Vaishya

A Vaishya

Vaishya is one of the four varnas of the Hindu social order in Nepal and India.

Traditional duties

Hindu religious texts assigned Vaishyas to traditional roles in agriculture and cattle-rearing but over time they came to be landowners, traders and money-lenders.[1] The Vaishyas, along with members of the Brahmin / Bahun and Kshatriya / Chhetri varnas, claim dvija status ("twice born", a second or spiritual birth) after sacrament of initiation as in Hindu theology.[2] Indian and Nepali traders were widely credited for the spread of Hindu culture to regions as far as southeast Asia and Tibet respectively.[3]

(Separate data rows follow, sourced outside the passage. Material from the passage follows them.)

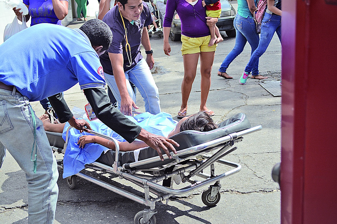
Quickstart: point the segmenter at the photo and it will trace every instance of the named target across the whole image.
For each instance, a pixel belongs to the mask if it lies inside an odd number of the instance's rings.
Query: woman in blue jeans
[[[240,54],[248,41],[251,47],[251,53],[257,47],[259,38],[256,32],[255,22],[252,13],[256,10],[256,0],[238,0],[238,13],[234,20],[236,31],[235,45],[223,60],[219,69],[218,75],[225,79],[232,79],[226,73],[229,64]],[[255,78],[264,78],[258,74],[258,61],[254,65],[253,74]]]
[[[243,85],[246,84],[251,72],[252,76],[253,76],[255,66],[256,63],[258,64],[260,57],[267,49],[275,32],[281,42],[281,18],[282,14],[281,1],[281,0],[268,0],[268,8],[262,20],[261,36],[258,46],[251,55],[249,61],[240,78],[240,83]]]

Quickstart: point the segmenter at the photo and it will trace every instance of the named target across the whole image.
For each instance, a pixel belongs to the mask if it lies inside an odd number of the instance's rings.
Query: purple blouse
[[[175,10],[180,18],[181,34],[189,37],[201,37],[211,35],[206,24],[206,8],[201,0],[192,5],[185,0],[167,0],[163,26],[171,27]]]

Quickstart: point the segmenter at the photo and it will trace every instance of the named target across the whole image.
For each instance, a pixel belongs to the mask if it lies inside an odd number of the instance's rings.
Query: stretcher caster
[[[147,213],[147,215],[151,215],[149,213]],[[144,218],[144,211],[141,211],[136,214],[134,216],[133,221],[134,224],[156,224],[156,217],[154,215],[152,215],[150,220],[146,222],[143,222],[143,218]]]
[[[212,188],[209,187],[208,189],[204,191],[203,194],[201,195],[201,200],[207,206],[214,206],[220,200],[220,192],[218,191],[213,196],[212,195]]]
[[[74,189],[77,186],[77,178],[76,176],[73,175],[67,178],[67,183],[70,189]]]

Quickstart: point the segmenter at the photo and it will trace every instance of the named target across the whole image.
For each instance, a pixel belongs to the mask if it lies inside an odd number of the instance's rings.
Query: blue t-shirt
[[[254,0],[255,6],[257,5],[256,0]],[[245,18],[253,18],[253,15],[248,7],[247,0],[238,0],[238,14]]]
[[[79,29],[44,23],[25,29],[0,45],[0,82],[14,85],[30,101],[80,84],[104,89],[98,55]]]
[[[29,6],[28,11],[32,17],[31,26],[40,23],[62,25],[53,8],[52,0],[23,0],[23,3]]]
[[[135,22],[132,25],[130,22],[124,18],[124,23],[127,33],[127,40],[131,48],[131,65],[130,65],[126,52],[125,51],[125,31],[124,29],[121,14],[118,10],[118,5],[115,5],[104,16],[102,20],[111,29],[113,38],[112,43],[105,53],[101,56],[101,63],[103,66],[104,72],[109,75],[113,75],[111,62],[109,58],[108,52],[116,54],[123,54],[124,71],[131,69],[143,58],[141,53],[141,42],[143,28],[152,23],[152,17],[149,7],[145,2],[143,2],[143,11],[141,14],[141,23],[137,25]],[[130,51],[129,51],[129,54]],[[129,57],[130,57],[129,54]]]

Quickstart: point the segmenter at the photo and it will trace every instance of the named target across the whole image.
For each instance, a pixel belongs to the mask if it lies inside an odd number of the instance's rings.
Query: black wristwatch
[[[145,53],[147,54],[153,54],[153,51],[152,50],[152,47],[151,48],[151,49],[150,50],[146,50]]]

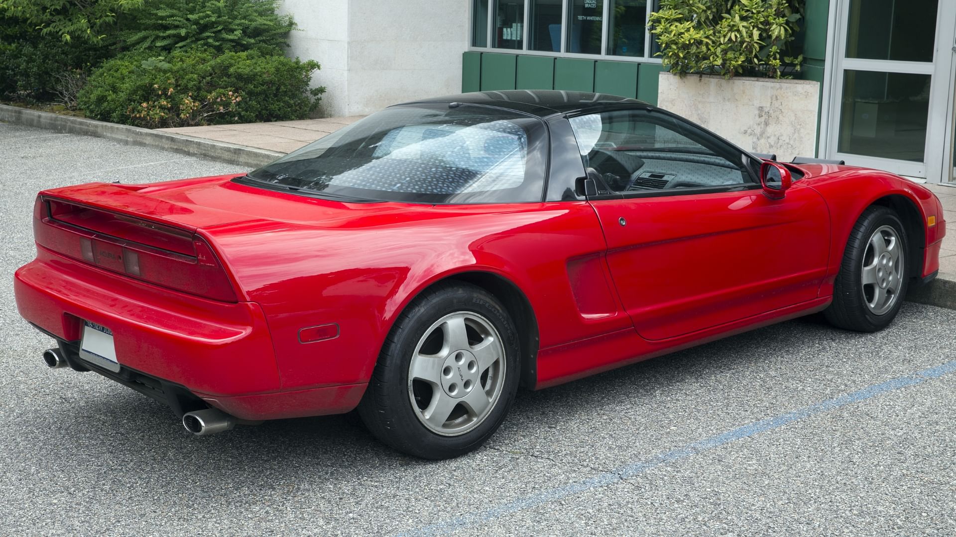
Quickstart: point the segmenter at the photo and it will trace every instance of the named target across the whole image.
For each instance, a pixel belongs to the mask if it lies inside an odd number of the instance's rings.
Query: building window
[[[645,60],[660,51],[647,32],[647,15],[658,0],[471,0],[471,5],[476,49]]]
[[[491,42],[494,49],[525,48],[525,0],[495,0]]]
[[[564,10],[561,4],[563,0],[531,0],[528,3],[529,51],[561,52],[561,13]]]
[[[488,47],[488,0],[471,2],[471,46]]]

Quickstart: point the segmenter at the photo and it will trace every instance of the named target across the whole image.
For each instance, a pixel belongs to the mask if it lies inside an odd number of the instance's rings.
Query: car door
[[[764,195],[753,159],[655,109],[571,118],[607,262],[638,333],[660,340],[816,298],[829,213],[797,182]],[[796,179],[798,175],[794,176]]]

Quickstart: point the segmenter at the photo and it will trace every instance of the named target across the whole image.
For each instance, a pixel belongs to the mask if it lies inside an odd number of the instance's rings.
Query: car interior
[[[689,125],[652,114],[619,111],[572,118],[589,176],[600,177],[618,193],[752,183],[742,153],[706,140],[706,133],[692,132]]]

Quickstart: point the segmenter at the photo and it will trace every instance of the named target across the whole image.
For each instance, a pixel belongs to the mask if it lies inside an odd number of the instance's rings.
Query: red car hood
[[[233,183],[241,174],[203,177],[153,184],[93,183],[41,192],[116,212],[196,230],[226,224],[273,221],[315,227],[363,226],[400,222],[421,204],[346,204],[275,192]],[[394,220],[389,218],[394,215]],[[367,222],[367,221],[366,221]]]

Historically, Vaishyas have been involved in roles other than their traditional pastoralism, trade and commerce. According to historian Ram Sharan Sharma, the Gupta Empire was a Vaishya dynasty that "may have appeared as a reaction against oppressive rulers".[4]

Modern communities

The Vaishya community consists of several jāti or subcastes, notably the Agrahari,[5] Agrawals,[6] Barnwals, Gahois, Kasuadhans,Maheshwaris, Khandelwals, Mahawars [7], Lohanas, Oswals, Roniaurs, the Arya Vaishyas, the Vaishya Vanis of Konkan and Goa, and the Modh of the west.

References

  1. Boesche, Roger (1 March 2003). The First Great Political Realist. p. 24. ISBN 978-0-73910-607-5.
  2. Madan, Gurmukh Ram (1979). Western Sociologists on Indian Society: Marx, Spencer, Weber, Durkheim, Pareto. Taylor & Francis. p. 112. ISBN 978-0-71008-782-9.
  3. Embree, Ainslie Thomas; Gluck, Carol (1 January 1997). Asia in western and world history. p. 361. ISBN 978-1-56324-265-6.
  4. Sharma, Ram Sharan (2003) [2001]. Early medieval Indian society: a study in feudalisation. Orient Blackswan. p. 69. ISBN 978-8-12502-523-8. Retrieved 26 January 2012.
  5. Kumar Suresh Singh, Amir Hasan, Hasan, Baqr Raza Rizvi, J. C. Das (2005). People of India: Uttar Pradesh, Voume 42, Part (illustrated ed.). Anthropological Survey of India. p. 66. ISBN 978-81-73041-14-3.
  6. Bhanu, B. V.; Kulkarni, V. S. (2004). Singh, Kumar Suresh, ed. People of India: Maharashtra, Part One. XXX. Mumbai: Popular Prakashan, for Anthropological Survey of India. p. 46. ISBN 81-7991-100-4. OCLC 58037479. Retrieved 25 April 2012.
  7. "Rajasthan's castes were first classified by British - Times of India". The Times of India. Retrieved 2017-05-25.